Her mother did not take a shot. But that didn’t have anything to do with not joining in the toast, and everything to do with the fact that her mother didn’t like whiskey.
They dug into dinner, and chatter was happening easily all around her, but she couldn’t stop focusing on the way that it felt to be this close to Jake. Everything seemed to shrink down to that. To him.

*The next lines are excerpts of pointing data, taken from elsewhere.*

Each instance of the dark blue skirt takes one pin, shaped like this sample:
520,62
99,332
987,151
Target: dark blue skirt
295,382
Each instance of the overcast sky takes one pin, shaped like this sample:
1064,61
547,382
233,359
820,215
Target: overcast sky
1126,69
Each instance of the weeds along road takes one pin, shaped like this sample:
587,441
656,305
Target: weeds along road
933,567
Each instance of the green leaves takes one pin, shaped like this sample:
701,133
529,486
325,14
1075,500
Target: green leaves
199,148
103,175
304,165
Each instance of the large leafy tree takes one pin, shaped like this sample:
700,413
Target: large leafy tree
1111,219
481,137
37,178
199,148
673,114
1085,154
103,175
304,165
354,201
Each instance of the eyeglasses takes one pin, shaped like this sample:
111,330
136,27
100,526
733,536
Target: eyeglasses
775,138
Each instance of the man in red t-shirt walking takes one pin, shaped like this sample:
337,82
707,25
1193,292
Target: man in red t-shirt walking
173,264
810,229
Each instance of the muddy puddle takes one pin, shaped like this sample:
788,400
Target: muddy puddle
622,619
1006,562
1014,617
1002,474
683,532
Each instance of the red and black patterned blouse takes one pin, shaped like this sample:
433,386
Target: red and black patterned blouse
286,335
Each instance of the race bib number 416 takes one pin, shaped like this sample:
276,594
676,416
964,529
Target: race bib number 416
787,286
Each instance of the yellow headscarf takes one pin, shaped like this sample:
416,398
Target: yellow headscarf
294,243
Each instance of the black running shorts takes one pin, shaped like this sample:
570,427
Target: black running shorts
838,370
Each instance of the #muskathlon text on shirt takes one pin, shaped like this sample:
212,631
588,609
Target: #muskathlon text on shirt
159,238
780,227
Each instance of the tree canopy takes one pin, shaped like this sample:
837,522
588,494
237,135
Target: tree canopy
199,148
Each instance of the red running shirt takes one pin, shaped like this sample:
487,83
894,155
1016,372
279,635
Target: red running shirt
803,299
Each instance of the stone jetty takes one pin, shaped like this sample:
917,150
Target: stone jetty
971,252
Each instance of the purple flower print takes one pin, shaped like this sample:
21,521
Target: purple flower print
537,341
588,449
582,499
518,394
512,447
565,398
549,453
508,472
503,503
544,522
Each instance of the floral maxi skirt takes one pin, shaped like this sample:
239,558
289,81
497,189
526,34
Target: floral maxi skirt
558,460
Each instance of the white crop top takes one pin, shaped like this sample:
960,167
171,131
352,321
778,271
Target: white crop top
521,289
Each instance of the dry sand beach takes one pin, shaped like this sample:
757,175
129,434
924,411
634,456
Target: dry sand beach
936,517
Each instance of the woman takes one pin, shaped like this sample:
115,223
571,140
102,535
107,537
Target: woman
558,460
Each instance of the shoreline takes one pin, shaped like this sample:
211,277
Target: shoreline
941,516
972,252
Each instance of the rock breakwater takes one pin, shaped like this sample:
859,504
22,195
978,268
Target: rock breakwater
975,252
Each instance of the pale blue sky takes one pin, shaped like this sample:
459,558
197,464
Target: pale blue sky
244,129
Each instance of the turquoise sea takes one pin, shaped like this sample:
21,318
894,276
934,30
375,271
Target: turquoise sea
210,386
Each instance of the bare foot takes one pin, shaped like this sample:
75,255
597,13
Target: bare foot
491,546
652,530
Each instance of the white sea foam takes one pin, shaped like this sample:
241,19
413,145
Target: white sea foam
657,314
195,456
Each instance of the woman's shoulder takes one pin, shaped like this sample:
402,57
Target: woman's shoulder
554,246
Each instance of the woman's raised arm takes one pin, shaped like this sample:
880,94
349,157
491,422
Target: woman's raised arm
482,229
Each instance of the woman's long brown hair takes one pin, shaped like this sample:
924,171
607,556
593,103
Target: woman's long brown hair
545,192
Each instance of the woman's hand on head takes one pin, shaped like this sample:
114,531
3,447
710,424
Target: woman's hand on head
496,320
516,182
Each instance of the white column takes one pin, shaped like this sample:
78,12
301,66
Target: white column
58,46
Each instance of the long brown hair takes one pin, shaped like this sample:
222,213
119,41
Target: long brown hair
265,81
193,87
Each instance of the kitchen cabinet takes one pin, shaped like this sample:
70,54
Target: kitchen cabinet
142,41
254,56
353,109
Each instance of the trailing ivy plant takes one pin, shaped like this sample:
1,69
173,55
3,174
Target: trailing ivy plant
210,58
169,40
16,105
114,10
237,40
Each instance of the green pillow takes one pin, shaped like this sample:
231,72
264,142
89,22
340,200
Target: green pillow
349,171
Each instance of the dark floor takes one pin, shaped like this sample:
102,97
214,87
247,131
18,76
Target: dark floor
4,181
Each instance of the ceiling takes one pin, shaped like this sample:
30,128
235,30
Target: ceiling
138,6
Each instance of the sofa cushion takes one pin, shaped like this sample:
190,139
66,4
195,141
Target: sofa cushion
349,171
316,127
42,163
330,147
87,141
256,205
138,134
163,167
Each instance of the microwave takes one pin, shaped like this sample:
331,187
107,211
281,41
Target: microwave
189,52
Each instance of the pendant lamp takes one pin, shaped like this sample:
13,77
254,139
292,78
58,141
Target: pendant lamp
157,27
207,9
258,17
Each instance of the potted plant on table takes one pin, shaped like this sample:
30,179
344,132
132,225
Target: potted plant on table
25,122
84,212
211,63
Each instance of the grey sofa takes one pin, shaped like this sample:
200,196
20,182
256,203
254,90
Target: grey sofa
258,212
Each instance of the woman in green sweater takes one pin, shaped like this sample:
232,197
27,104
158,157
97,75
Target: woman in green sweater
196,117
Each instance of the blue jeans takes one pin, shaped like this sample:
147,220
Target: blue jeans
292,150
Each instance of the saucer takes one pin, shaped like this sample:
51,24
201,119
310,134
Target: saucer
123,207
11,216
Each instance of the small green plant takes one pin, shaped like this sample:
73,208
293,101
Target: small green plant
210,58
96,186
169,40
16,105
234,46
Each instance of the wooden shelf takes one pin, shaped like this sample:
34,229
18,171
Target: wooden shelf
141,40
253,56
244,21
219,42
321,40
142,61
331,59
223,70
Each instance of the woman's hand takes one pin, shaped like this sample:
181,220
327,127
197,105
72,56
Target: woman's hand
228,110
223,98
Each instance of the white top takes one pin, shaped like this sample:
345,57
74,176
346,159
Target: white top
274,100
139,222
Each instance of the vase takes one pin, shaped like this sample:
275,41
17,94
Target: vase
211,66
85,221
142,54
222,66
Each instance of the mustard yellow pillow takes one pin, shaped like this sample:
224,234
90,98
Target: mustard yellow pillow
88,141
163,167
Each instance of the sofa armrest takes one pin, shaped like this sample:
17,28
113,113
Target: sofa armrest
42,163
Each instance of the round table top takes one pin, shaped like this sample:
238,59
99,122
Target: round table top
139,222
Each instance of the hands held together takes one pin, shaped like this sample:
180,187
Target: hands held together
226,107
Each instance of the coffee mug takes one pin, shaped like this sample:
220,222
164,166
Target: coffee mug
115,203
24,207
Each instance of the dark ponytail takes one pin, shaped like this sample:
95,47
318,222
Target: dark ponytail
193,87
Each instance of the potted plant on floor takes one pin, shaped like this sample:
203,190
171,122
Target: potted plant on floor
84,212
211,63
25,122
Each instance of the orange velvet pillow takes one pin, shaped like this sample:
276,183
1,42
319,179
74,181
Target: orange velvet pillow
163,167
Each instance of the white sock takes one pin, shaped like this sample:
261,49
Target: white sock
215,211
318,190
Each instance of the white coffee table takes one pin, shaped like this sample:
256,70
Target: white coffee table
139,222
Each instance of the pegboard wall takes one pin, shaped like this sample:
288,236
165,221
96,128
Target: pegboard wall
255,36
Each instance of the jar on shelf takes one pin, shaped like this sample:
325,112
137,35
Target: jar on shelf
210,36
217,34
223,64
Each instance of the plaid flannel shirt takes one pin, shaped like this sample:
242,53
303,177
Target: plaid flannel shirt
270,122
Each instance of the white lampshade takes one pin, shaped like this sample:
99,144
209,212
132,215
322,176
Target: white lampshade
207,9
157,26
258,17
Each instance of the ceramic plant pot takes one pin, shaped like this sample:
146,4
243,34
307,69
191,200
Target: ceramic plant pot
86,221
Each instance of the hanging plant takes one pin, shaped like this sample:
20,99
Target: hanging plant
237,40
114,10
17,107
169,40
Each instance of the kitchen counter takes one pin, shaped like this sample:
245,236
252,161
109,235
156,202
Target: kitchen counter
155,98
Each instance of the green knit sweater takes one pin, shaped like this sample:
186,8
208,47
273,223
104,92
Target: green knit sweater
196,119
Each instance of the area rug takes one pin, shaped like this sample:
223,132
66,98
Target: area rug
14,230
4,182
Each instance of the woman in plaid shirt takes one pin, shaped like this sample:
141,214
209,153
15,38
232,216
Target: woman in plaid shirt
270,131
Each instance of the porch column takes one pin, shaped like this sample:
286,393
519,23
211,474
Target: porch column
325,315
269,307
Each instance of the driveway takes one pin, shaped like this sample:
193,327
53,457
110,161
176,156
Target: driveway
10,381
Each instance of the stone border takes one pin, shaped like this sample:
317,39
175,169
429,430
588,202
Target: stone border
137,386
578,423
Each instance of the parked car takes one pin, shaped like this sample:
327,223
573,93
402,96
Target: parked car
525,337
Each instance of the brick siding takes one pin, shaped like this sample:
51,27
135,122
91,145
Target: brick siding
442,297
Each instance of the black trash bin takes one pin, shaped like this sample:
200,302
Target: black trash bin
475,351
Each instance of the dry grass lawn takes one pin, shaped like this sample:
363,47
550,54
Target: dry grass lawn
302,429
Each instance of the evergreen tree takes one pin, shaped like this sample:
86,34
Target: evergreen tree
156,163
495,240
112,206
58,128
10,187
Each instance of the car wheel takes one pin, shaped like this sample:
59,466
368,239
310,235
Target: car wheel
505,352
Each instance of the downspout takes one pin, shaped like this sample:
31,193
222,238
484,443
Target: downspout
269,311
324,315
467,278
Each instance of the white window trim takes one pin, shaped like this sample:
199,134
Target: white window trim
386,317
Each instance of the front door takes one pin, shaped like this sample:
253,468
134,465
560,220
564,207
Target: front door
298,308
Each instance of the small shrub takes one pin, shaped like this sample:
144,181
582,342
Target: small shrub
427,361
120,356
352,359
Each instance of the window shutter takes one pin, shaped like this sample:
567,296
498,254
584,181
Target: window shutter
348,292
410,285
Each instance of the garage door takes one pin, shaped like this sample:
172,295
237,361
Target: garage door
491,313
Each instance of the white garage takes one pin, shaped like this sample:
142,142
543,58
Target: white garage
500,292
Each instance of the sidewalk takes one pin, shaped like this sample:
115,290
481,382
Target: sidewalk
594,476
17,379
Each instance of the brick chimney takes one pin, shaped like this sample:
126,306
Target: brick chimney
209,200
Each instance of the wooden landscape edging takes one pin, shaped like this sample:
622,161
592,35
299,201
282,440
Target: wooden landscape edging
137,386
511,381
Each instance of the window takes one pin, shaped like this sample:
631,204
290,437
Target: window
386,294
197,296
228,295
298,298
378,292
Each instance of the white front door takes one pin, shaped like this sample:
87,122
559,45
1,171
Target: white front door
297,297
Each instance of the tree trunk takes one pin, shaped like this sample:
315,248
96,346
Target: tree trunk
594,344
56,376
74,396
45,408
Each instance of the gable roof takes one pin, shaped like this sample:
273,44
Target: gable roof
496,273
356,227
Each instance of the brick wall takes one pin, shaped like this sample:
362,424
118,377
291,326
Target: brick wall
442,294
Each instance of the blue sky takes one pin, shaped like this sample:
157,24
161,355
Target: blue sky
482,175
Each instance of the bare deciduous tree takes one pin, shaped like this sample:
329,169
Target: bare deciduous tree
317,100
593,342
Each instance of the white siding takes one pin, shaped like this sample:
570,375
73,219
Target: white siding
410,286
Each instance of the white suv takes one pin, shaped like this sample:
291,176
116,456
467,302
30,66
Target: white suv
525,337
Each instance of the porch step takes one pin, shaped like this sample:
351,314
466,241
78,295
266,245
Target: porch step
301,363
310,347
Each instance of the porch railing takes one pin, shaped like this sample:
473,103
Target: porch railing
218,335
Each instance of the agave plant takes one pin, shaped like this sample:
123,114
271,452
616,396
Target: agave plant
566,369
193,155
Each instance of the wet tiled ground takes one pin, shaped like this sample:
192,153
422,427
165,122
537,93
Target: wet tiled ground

But the food was amazing, and she did her best to keep her mind on that. Dinner was followed by a big marionberry strudel and homemade ice cream, along with port, though Callie opted for coffee, because after the whiskey she didn’t need to go layering more alcohol over top of it. She was already feeling shaky and vulnerable, and she didn’t need anything contributing to that feeling.
Then music started to come from the other room. The sound of live fiddles and stomping feet.
“It’s a line dance,” her dad said. “We should go join in.”
“I can’t move,” Jace said. “I ate too much. Go on, you ought to get my sister to dance with you.”
That was when she realized Jace was talking to Jake.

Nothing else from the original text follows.